USA / CHILE – Chile accepted today the International Monetary Fund’s (IMF) offer of a one-year Short-term Liquidity Line (SLL) arrangement, amounting to about US$3.5 billion (145 percent of quota, or the equivalent of SDR 2.529 billion, the maximum amount under this arrangement). The authorities also notified the Fund on their decision to exit the current two-year Flexible Credit Line (FCL) arrangement ( see Press Release No. 20/227).
This is the first-ever arrangement under the SLL, which was established on April 21, 2020 ( see Press Release No. 20/180).  The facility is designed to be a liquidity backstop for members with very strong policy frameworks and fundamentals that face potential, moderate, short-term balance of payments needs. Recipients can draw from the liquidity line at any time that balance of payment needs arise. Disbursements are not phased nor tied to compliance with policy targets as in regular IMF-supported programs. As envisaged under the SLL policy, the Chilean authorities plan to treat the SLL as precautionary.
Following a swift and wide-ranging policy response to the COVID-19 pandemic, Chile’s economic recovery is well-entrenched. The authorities have successfully recalibrated macroeconomic policies and built comfortable liquidity buffers, while maintaining macroeconomic stability and fiscal sustainability. The SLL will complement existing buffers, support resilience, and provide a confidence signal on Chile’s very strong fundamentals and policies.
Chile qualifies for the SLL given its very strong economic fundamentals and institutional policy frameworks, a sustained track record of implementing very strong policies, and the authorities’ commitment to maintain very strong policies in the future.

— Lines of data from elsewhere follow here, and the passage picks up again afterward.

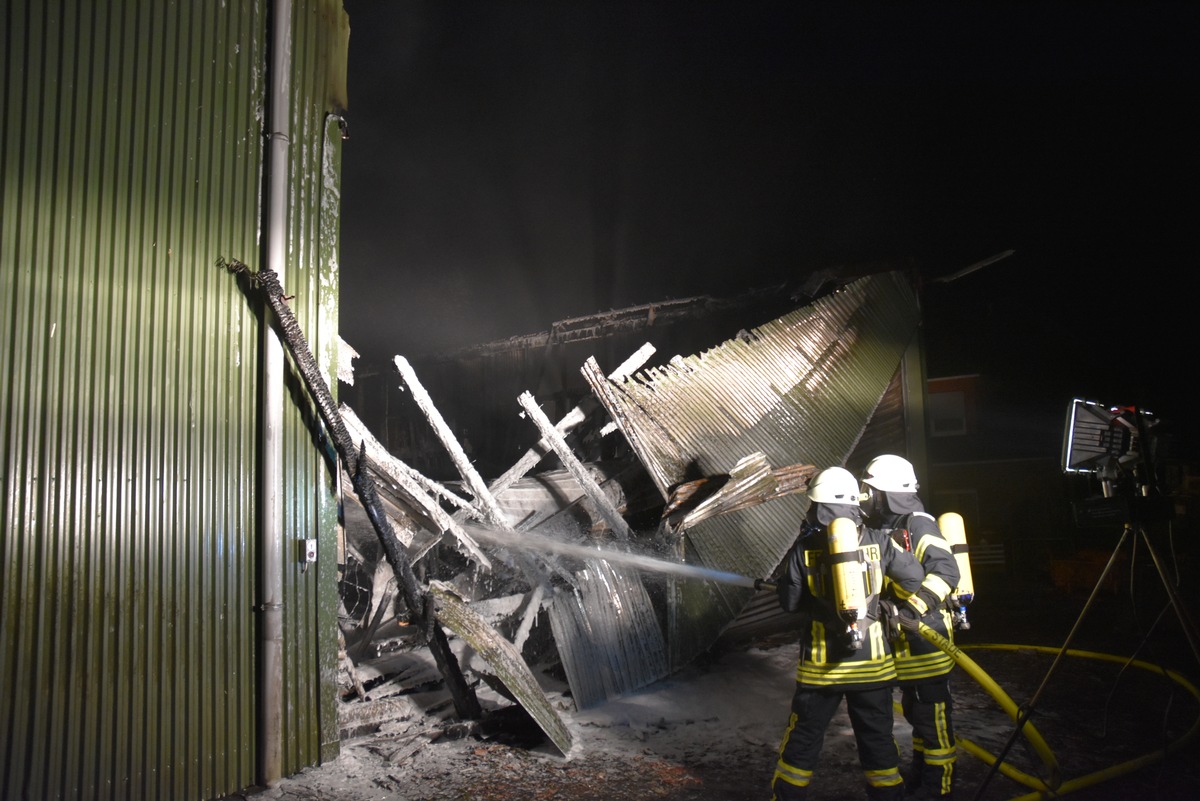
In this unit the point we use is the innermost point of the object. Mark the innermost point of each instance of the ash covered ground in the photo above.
(711, 730)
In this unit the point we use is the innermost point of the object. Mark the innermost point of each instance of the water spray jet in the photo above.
(541, 543)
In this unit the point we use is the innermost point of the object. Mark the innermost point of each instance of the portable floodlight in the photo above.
(1117, 445)
(1098, 438)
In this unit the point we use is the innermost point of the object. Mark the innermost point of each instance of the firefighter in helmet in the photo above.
(833, 576)
(891, 503)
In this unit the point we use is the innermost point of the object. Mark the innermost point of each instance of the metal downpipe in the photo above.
(270, 674)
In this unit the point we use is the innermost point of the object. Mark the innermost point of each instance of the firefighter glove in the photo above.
(907, 618)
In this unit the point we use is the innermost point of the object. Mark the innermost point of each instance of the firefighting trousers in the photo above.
(870, 715)
(929, 709)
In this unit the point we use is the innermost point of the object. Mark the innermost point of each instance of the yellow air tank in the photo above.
(955, 534)
(849, 578)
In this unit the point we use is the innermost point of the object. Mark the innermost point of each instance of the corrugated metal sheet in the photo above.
(801, 389)
(132, 158)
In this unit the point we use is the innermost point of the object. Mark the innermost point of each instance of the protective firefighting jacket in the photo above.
(828, 656)
(917, 660)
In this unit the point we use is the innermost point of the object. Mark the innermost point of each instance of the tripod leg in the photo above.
(1181, 610)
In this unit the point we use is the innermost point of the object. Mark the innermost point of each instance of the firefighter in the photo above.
(844, 648)
(891, 503)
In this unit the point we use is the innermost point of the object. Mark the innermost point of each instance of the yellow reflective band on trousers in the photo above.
(942, 754)
(886, 777)
(795, 776)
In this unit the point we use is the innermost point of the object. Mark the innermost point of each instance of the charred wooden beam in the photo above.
(420, 603)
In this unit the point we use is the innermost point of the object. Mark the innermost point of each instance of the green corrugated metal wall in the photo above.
(131, 160)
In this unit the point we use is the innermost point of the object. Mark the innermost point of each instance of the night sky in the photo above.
(515, 163)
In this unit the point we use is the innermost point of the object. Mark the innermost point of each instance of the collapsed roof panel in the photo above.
(801, 389)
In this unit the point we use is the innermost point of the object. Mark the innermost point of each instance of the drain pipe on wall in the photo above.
(270, 658)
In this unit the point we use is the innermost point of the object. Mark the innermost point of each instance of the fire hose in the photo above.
(1055, 786)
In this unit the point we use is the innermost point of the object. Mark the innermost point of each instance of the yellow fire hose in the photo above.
(1055, 787)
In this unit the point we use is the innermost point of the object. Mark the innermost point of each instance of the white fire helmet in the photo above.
(891, 474)
(834, 486)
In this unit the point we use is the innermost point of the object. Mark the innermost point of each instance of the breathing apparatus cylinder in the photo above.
(849, 576)
(953, 529)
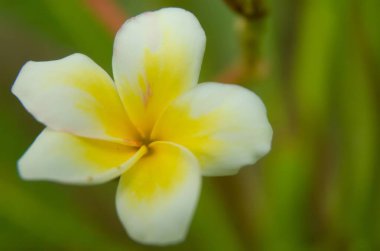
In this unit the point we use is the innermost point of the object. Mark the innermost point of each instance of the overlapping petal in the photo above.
(74, 95)
(157, 56)
(157, 196)
(66, 158)
(225, 126)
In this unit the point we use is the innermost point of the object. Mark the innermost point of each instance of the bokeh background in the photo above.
(316, 65)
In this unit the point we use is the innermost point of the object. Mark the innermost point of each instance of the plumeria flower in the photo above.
(152, 126)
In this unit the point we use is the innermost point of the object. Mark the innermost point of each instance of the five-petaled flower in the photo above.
(152, 125)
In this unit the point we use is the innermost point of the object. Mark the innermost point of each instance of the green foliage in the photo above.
(317, 190)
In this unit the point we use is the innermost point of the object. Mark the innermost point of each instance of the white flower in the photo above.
(153, 125)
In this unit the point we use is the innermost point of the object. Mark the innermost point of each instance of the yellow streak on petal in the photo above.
(103, 102)
(157, 173)
(166, 76)
(103, 153)
(195, 132)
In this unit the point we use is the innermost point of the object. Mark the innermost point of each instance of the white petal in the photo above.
(73, 95)
(156, 198)
(157, 56)
(225, 126)
(66, 158)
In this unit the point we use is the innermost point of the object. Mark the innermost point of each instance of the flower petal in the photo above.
(74, 95)
(157, 56)
(225, 126)
(66, 158)
(156, 198)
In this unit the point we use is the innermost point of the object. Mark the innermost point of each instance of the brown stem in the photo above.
(108, 12)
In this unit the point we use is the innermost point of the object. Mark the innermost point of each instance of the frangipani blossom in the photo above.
(152, 126)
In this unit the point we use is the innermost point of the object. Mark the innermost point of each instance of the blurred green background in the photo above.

Qualification criteria for the SLL are the same as those for the FCL, which facilitates the transition between the two facilities.
Following the executive board’s discussion on Chile, Bo Li, deputy managing director and acting chair, issued the following statement:
“I am delighted that Chile has accepted the Fund’s offer of an SLL, becoming the first user of this special and innovative instrument.
“Chile has very strong fundamentals and policy frameworks, and a sustained track record of implementing policies that have supported the country’s resilience in the face of large shocks. The very strong policy frameworks are anchored in a long-standing structural fiscal balance rule, credible inflation-targeting with a free-floating exchange rate, and a sound financial system supported by effective regulation and supervision.
“Following an impressive vaccination campaign and an effective and well-coordinated policy response, the Chilean economy has rapidly recovered from the fallout of the Covid-19 pandemic. The progress made in recalibrating macroeconomic policies and building comfortable liquidity buffers facilitates the successful transition to the SLL, which will further support Chile’s external resilience by providing a revolving liquidity backstop in foreign exchange.”